A proposito di pizza bruciata: come possiamo e dobbiamo comportarci quando ce ne servono una in cui il fondo o il cornicione è nero da eccessiva cottura?

 

Per la pizza vale lo stesso criterio che vale per ogni bene acquistato: se non risponde ai requisiti per i quali è stato acquistato, va sostituito. Il codice civile detta una serie di norme generali e astratte che, quindi, si adattano a qualsiasi situazione, anche all’acquisto di una pizza.

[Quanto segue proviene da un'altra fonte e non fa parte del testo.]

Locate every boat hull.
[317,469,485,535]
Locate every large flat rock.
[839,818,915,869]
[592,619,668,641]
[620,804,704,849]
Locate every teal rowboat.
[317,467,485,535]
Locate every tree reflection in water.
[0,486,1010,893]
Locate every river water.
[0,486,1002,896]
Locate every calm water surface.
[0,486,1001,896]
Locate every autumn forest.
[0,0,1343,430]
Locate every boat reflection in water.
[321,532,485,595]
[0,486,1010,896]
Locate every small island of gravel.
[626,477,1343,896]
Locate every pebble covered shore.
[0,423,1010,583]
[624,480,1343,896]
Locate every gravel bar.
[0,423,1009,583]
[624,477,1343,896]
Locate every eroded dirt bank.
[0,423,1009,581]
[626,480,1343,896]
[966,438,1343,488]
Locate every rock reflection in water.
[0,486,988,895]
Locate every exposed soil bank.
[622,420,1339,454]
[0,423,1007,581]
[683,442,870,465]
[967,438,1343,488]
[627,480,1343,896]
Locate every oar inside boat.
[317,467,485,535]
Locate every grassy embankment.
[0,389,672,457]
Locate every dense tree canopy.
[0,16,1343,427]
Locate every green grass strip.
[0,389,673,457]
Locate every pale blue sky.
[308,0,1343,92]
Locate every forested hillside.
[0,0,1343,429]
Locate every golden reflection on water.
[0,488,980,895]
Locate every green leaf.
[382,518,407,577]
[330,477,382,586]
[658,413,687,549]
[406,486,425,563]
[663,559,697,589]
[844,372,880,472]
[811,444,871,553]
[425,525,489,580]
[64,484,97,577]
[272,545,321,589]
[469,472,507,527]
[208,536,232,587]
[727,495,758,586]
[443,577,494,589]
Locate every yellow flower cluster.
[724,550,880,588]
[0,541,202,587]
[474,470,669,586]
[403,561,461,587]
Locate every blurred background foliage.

In questo caso, se il pizzaiolo ci rifila una pizza bruciata commette un inadempimento grave che non consente di consumare il bene: non si tratta, infatti, di “gusto” personale, essendo incontrovertibile che la pizza bruciata sia dannosa per la salute.

 

Cosa può fare il cliente? Può certamente rifiutarsi di pagare il prezzo della singola pizza a patto però che non l’abbia mangiata, nel qual caso, avendo dato esecuzione al contratto e avendo accettato la prestazione, ha dimostrato di ritenerla idonea (al limite potrà chiedere una riduzione del prezzo). In alternativa può sempre chiedere al pizzaiolo che gli consegni un’altra pizza con le caratteristiche dovute, ossia cotta “a regola d’arte”.

 

In altre parole possiamo pretendere di non pagare il prezzo della pizza o, in alternativa, di averne una seconda.

 

Il codice civile stabilisce infatti che quando l’inadempimento di una delle due parti è «essenziale», ossia riguarda uno degli aspetti essenziali del bene oggetto di vendita, senza il quale il bene stesso non può svolgere la funzione a cui è destinato (nel caso della pizza, essere mangiato), ci si può “sciogliere” dal contratto (in termini giuridici si parla di risoluzione del contratto) o, in alternativa, chiedere un nuovo bene di qualità superiore.